Nos acostumbramos al ruido. Conforme crecemos, cuesta trabajo sorprenderse con los sonidos del mundo. Algunas canciones nos pasan desapercibidas por más que intentamos ponerles atención. Sin embargo, hay casos en que un trueno, un vidrio roto o una alarma nos pone en alerta, nos sorprenden de forma temporal. En otros, permanecemos atentos porque el ruido no nace de la casualidad sino de un discurso organizado mayor.

Así fue mi primera aproximación a Running, una banda de Chicago que me atrapó con su sonido estridente, que me mantuvo atento por su ejecución musical. Un punk al estilo de The Stooges mezclado con el shoegaze de A Place to Bury Strangers y un poco de psicodelia. El resultado, un noise rock de energía pura. Acordes simples, con distorsión, pero bien organizados en canciones cortas y de estructura progresiva. Sí, suena raro, pero basta escuchar «Art seen» o «This is you a problem» para percatarse de ello.

La actuación de Running en el Festival Nrmal concordó con su música. Despedían una energía violenta por su manera de desentrañar los sonidos de sus instrumentos con movimientos bruscos. No hubo descanso. Por 45 minutos tocaron sin detenerse un solo momento, encadenando una canción tras otra conservando la misma fuerza. Esto generaba una tensión constante, pero sin causar asfixia. Entre el público algunos parecían hipnotizados, mientras otros se perdían en el vórtice del slam improvisado a mitad de la pista.

Pero hablemos un poco de la banda. Running está conformada por tres integrantes, Alejandro Morales, Jeff Tucholski y Matt Hord. Encontrar música de ellos o información es casi imposible porque carecen de Facebook, Twitter, Bandcamp o alguna red social que hable de ellos. Apenas hay un Soundcloud, el cual no sé si sea oficial, y una serie de videos en youtube.
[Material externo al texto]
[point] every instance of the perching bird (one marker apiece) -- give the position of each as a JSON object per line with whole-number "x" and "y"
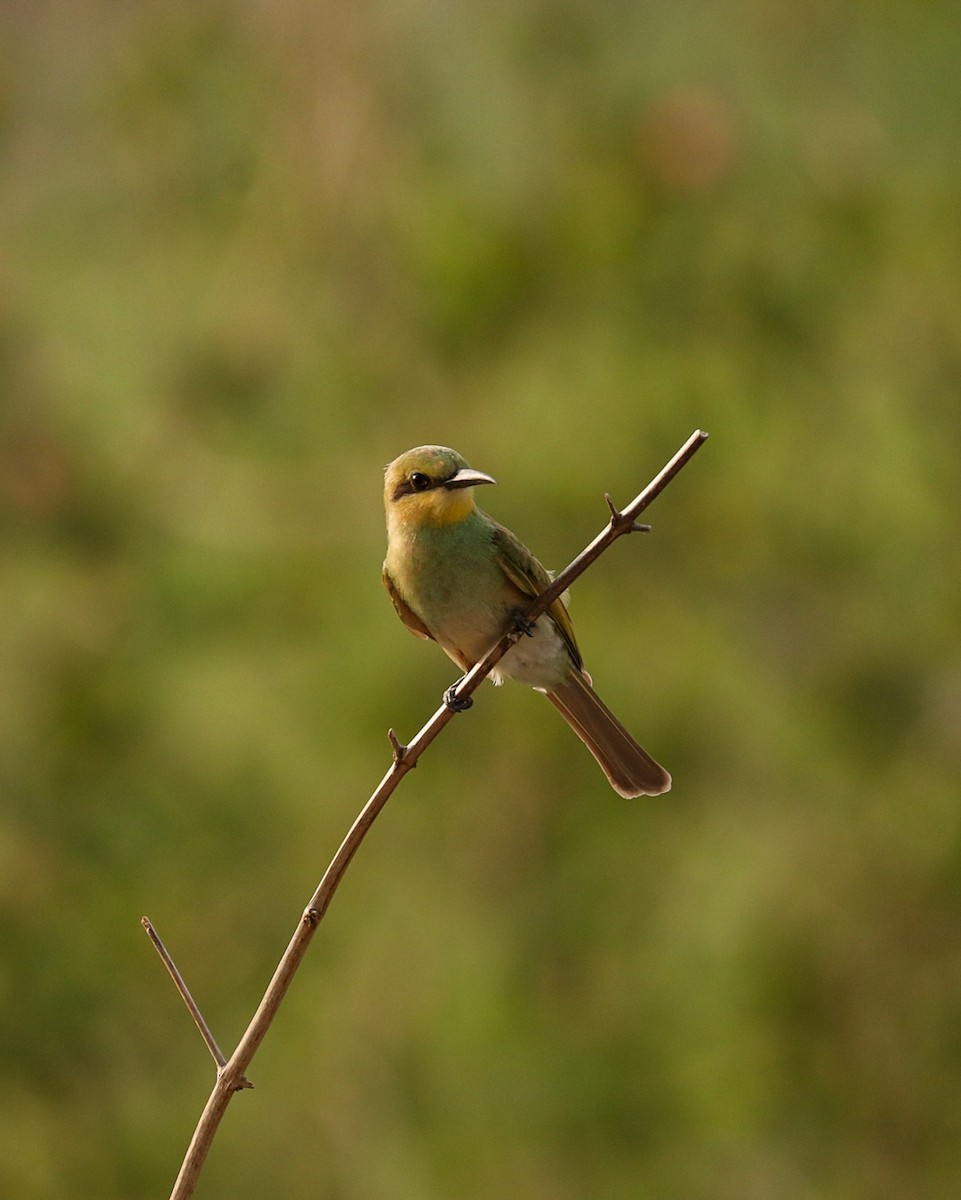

En una nota de hex beat, afirman que Running es una banda a la que «todo les vale madres». Y cierto, bandas clamando lo mismo hay muchas, pero los chicos de Chicago ni siquiera lo presumen por su cuenta. Simplemente viven su carrera de esa forma y se alcanza a observar.

La banda es complicada tanto en su sonido como en su carrera. Cuando al final del concierto pude intercambiar unas palabras con Jeff Tucholski, le comenté que el nombre de su banda hacia complicado realizar una búsqueda de su material. Él me contestó que lo hicieron con ese propósito. Incluso, de acuerdo con algunas de sus pistas, han cambiado de sello discográfico más de tres ocasiones, Permanent, Rotten Tooth y Captcha. Actualmente trabajan con Castle Face. El año pasado sacaron su álbum Wake Up Applauding con esta última compañía, aunque cuentan con una serie de sencillos sueltos.

Sin duda una banda ríspida y salvaje. Hasta en sus letras contribuyen al ruido de su música: porque no se entienden. Y no lo digo en sentido negativo. Pareciera como si perdieran su sentido semántico para ganar intensidad con los rugidos de sus vocalistas.

Si algo aprecio del Nrmal es su apertura. Cada año descubro nuevas joyas musicales gracias a este festival. Y esta entrega no fue la excepción. Running es una banda esencial para cualquiera que guste de la música rasposa y energética. Una banda con poco interés por darse a conocer, pero con sonidos tan fuertes que terminan colarse en nuestros cerebros.